Omega 3 Polyunsaturated Fatty Acids Suppress the Development of Aortic Aneurysms Through the Inhibition of Macrophage-Mediated Inflammation.

BACKGROUND: Dietary intake of ω3 polyunsaturated fatty acids (ω3-PUFAs) reduces progression of atherosclerosis and prevents future cardiovascular events. Macrophages are key players in the pathogenesis of aortic aneurysm. The effects of ω3-PUFAs on abdominal aortic aneurysm (AAA) formation and macrophage-mediated inflammation remain unclear. METHODS AND RESULTS: The AAA model was developed by angiotensin II infusion in apolipoprotein E-deficient mice. Mice were supplemented with eicosapentaenoic acid (EPA) or docosahexaenoic acid (DHA). The development of AAA lesions and macrophage infiltration in the aorta were analyzed. Gene expression of inflammatory markers in aortic tissues and peritoneal macrophages were measured by using quantitative polymerase chain reaction.
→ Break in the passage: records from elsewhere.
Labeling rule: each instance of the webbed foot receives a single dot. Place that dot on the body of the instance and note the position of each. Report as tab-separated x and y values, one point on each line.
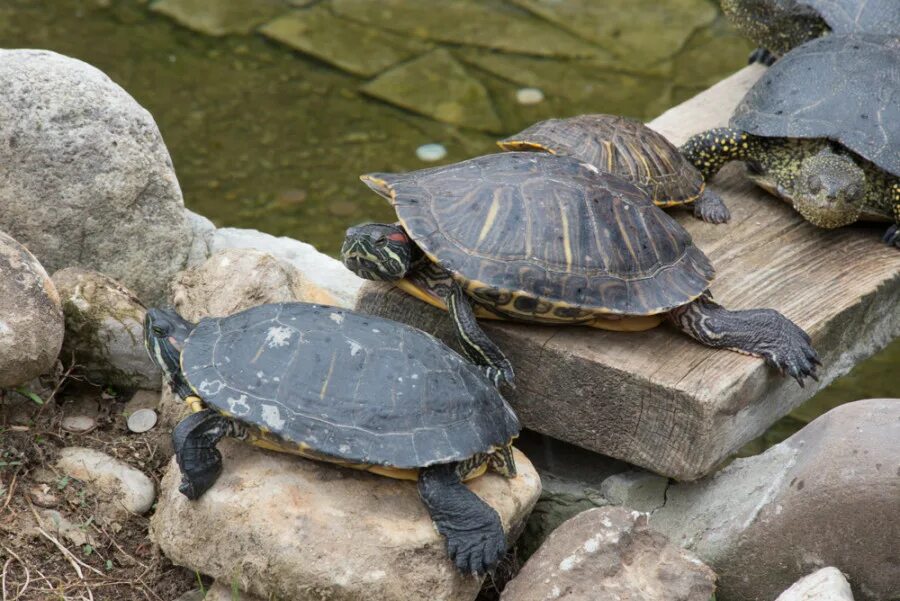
892	236
762	56
474	533
711	208
764	333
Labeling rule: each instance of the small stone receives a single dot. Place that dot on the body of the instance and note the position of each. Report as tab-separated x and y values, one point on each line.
142	420
827	584
42	497
529	96
78	423
123	486
31	319
611	553
431	152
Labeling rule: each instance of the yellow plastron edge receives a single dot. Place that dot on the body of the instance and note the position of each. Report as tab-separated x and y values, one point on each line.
635	323
258	439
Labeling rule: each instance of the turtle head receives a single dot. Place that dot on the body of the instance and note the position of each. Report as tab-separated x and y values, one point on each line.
830	190
378	251
165	332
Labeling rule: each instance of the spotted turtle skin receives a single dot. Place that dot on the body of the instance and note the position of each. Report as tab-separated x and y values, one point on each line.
619	145
347	386
548	238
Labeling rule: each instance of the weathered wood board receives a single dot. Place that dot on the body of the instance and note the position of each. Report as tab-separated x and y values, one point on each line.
662	401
AAA formation and macrophage infiltration were significantly suppressed after EPA and DHA administration. EPA administration and DHA administration significantly decreased the expression of tumor necrosis factor-α, monocyte chemoattractant protein-1, transforming growth factor-ß, matrix metalloproteinases (MMP)-2, MMP-9, and vascular cell adhesion molecule-1 in the aortas. The expression of arginase 2, which is a marker of pro-inflammatory macrophages, was significantly lower and that of Ym1, which is a marker of anti-inflammatory macrophages, and was significantly higher after EPA and DHA administration. The same trends were observed in peritoneal macrophages after EPA and DHA administration. CONCLUSIONS: Dietary intake of EPA and DHA prevented AAA development through the inhibition of aortic and macrophage-mediated inflammation.

Significance of imbalance in the ratio of serum n-3 to n-6 polyunsaturated fatty acids in patients with acute coronary syndrome.
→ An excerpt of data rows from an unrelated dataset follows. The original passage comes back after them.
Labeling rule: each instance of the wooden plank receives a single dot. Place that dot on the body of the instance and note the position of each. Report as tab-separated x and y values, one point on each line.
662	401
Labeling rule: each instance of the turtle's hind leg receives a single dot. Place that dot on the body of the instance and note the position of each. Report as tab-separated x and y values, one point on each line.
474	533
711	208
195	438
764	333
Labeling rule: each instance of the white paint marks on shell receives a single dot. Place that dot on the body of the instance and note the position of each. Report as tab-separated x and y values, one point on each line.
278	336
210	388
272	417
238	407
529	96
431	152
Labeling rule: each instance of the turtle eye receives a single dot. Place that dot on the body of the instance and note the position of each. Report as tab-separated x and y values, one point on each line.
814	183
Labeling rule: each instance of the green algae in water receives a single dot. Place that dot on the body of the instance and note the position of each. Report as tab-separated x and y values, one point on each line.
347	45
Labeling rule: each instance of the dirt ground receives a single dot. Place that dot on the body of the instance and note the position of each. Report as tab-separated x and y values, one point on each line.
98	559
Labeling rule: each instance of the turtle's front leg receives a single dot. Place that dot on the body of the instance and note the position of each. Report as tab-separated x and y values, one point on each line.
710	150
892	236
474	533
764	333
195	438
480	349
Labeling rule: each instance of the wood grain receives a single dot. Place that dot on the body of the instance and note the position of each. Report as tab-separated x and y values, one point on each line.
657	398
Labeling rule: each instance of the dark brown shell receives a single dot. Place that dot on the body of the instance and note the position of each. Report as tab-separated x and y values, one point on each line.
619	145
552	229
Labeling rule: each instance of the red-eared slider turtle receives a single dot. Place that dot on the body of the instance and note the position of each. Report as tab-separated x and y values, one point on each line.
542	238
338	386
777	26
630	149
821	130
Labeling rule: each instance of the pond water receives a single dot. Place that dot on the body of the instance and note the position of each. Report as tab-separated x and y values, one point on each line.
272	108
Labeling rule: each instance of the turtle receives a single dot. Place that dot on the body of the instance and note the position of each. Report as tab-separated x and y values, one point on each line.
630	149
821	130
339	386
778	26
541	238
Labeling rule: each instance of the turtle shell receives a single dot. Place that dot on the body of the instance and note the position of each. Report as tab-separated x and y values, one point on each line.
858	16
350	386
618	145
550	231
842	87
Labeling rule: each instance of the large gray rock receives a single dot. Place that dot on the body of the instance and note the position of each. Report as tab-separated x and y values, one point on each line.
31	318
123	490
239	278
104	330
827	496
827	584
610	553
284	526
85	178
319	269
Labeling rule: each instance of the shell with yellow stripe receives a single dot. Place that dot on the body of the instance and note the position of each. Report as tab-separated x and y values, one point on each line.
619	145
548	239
This study aimed to assess the balance of serum n-3 to n-6 polyunsaturated fatty acids (PUFAs) in patients with acute coronary syndrome (ACS). We enrolled 1,119 patients who were treated and in whom serum PUFA level was evaluated in 5 divisions of cardiology in a metropolitan area in Japan. Serum levels of PUFAs, including eicosapentaenoic acid (EPA), docosahexaenoic acid (DHA), and arachidonic acid (AA), were compared between patients with and without ACS. We also evaluated the balance of serum n-3 to n-6 PUFAs, including EPA/AA and DHA/AA ratios. EPA/AA values were 0.46 ± 0.32 and 0.50 ± 0.32 in the ACS and non-ACS groups, respectively. DHA/AA values were 0.95 ± 0.37 and 0.96 ± 0.41 in the ACS and non-ACS groups, respectively. Next, we divided the patients into 3 groups based on the tertiles of EPA/AA or tertiles of DHA/AA to determine the independent risk factors for ACS. According to multivariate logistic regression analysis, the group with the lowest EPA/AA (≤0.33) had a greater probability of ACS (odds ratio 3.14, 95% confidence interval 1.16 to 8.49), but this was not true for DHA/AA. In conclusion, an imbalance in the ratio of serum EPA to AA, but not in the ratio of DHA to AA, was significantly associated with ACS.